L.B.: Le Kosovo devra répondre à d’importants défis politiques tant à l’intérieur que vis-à-vis de la communauté internationale. Il faut parvenir à finaliser un Etat de droit fonctionnant pour tous les citoyens et toutes les communautés du pays et mettre en place une économie compétitive qui propose suffisamment d’emplois pour une population en constante augmentation.

D’autre part, le Kosovo doit aussi réussir à surmonter son isolement politique. Une normalisation des relations avec la Serbie en est une condition sine qua non.

swissinfo.ch: Le manque de consensus sur le statut du Kosovo empêche aussi une coordination claire des organisations internationales. Est-ce que les projets de la Suisse sont décidés en concertation avec les autres pays et les autres organisations?

L.B.: La Suisse coordonne étroitement son aide avec les autres partenaires internationaux et avec le gouvernement kosovar. Elle participe aussi à de nombreux projets communs.

Le Kosovo reste hautement dépendant de l’aide internationale. Notre soutien suit le principe «aider à s’aider soi-même». C’est pourquoi nous sommes particulièrement intéressés à fournir des capacités et du savoir-faire aux Kosovars. Un exemple: dans le domaine de l’approvisionnement en eau, nous exigeons et encourageons une gestion et un entretien durables et professionnels.

swissinfo.ch: Que peut-on attendre du dialogue annoncé par la Commission européenne pour suivre les élections?

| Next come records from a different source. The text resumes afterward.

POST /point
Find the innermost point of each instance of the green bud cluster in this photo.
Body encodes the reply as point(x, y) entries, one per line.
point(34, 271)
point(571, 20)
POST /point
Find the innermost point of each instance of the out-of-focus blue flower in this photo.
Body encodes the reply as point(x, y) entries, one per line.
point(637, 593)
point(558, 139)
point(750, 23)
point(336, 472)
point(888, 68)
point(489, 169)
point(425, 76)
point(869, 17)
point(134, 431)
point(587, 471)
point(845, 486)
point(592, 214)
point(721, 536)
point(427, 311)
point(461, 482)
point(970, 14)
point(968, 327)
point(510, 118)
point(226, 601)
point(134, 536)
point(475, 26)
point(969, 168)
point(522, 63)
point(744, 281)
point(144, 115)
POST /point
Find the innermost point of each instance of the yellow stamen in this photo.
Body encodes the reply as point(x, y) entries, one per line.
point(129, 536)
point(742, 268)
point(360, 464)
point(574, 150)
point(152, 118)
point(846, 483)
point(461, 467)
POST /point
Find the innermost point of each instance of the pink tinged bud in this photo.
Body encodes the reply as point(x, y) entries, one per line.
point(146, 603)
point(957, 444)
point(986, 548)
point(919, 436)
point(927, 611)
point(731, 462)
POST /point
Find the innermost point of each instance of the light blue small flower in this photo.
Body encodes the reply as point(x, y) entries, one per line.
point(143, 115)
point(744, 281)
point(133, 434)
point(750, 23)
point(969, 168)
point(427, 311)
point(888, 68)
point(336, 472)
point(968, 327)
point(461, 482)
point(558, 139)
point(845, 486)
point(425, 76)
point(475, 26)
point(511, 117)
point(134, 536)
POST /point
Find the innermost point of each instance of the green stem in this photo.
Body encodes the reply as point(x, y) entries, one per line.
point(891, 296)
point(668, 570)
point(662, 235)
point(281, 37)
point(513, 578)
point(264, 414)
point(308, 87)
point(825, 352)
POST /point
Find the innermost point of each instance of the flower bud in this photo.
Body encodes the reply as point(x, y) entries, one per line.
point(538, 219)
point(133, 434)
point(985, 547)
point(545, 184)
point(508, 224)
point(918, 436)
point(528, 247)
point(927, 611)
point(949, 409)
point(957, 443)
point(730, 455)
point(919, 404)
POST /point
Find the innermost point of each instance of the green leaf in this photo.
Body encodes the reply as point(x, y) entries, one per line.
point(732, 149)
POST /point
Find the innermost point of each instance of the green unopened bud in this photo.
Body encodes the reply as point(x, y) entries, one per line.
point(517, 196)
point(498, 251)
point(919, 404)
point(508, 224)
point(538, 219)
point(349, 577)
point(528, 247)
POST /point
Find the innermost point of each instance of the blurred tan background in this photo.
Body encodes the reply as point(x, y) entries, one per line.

L.B.: Le dialogue entre le Kosovo et la Serbie est nécessaire. Il sera l’occasion de résoudre les nombreux problèmes qui rendent la vie difficile aux citoyens et de lancer une nouvelle phase de coopération constructive.

Si le Kosovo et la Serbie veulent concrétiser leurs ambitions d’adhérer à l’UE, elles ne peuvent pas se passer de ce dialogue.

Délais. Seule une minorité des Kosovars vivant en Suisse pourront participer aux élections. Raison à cela: le délai prévu pour les Kosovars de l’étranger est beaucoup trop serré. Ils n’ont eu que deux semaines pour s’inscrire à l’ambassade de leur pays à Berne. Les élections anticipées ont été annoncées le 2 novembre. Le délai d’inscription courait jusqu’au 16 novembre.

Volonté. «J’ai l’impression qu’il n’y a aucune volonté politique au Kosovo de laisser participer la diaspora aux élections», affirme ainsi Bashkim Iseni, directeur du site Internet albinfo.ch, qui fournit des informations sur l’actualité aux Albanais du Kosovo et d’Albanie.

Au moins trois nouveaux candidats kosovars de Suisse se présentent aux élections.

Behgjet Pacolli, naturalisé suisse, domicilié au Tessin. Le riche et médiatisé entrepreneur, leader de l’Alliance pour un nouveau Kosovo, a même des ambitions présidentielles.

Zize Pepshi, habitante du canton de Berne, se présente pour la Ligue Démocratique de Dardanie (LDD). Elle apparaît au 24e rang sur la liste du parti qui compte 110 candidats.

Faton Topalli, résidant dans le canton de Schaffhouse. Ce double-national se présente lui pour le Parti Autodetermination (“Vetëvendosje”). Il figure au 40e rang de cette jeune formation politique qui compte aussi 110 candidats.

Selon plusieurs sources des milieux albanophones en Suisse, au moins quatre candidats kosovars résidant en Suisse s’étaient annoncés pour le scrutin de dimanche. Deux se sont retirés depuis, selon ces sources. Les six principaux partis politiques au Kosovo ont tous une antenne en Suisse.

Source ATS

L’ancienne province serbe du Kosovo s’est déclarée indépendante le 17 février 2008.

Le gouvernement suisse a reconnu le Kosovo le 27 février 2008. Il a été l’un des premiers à le faire.

Près de 170’000 Kosovars vivent en Suisse, qui est aussi l’un des premiers pays donateurs de la République pour permettre sa reconstruction après la guerre.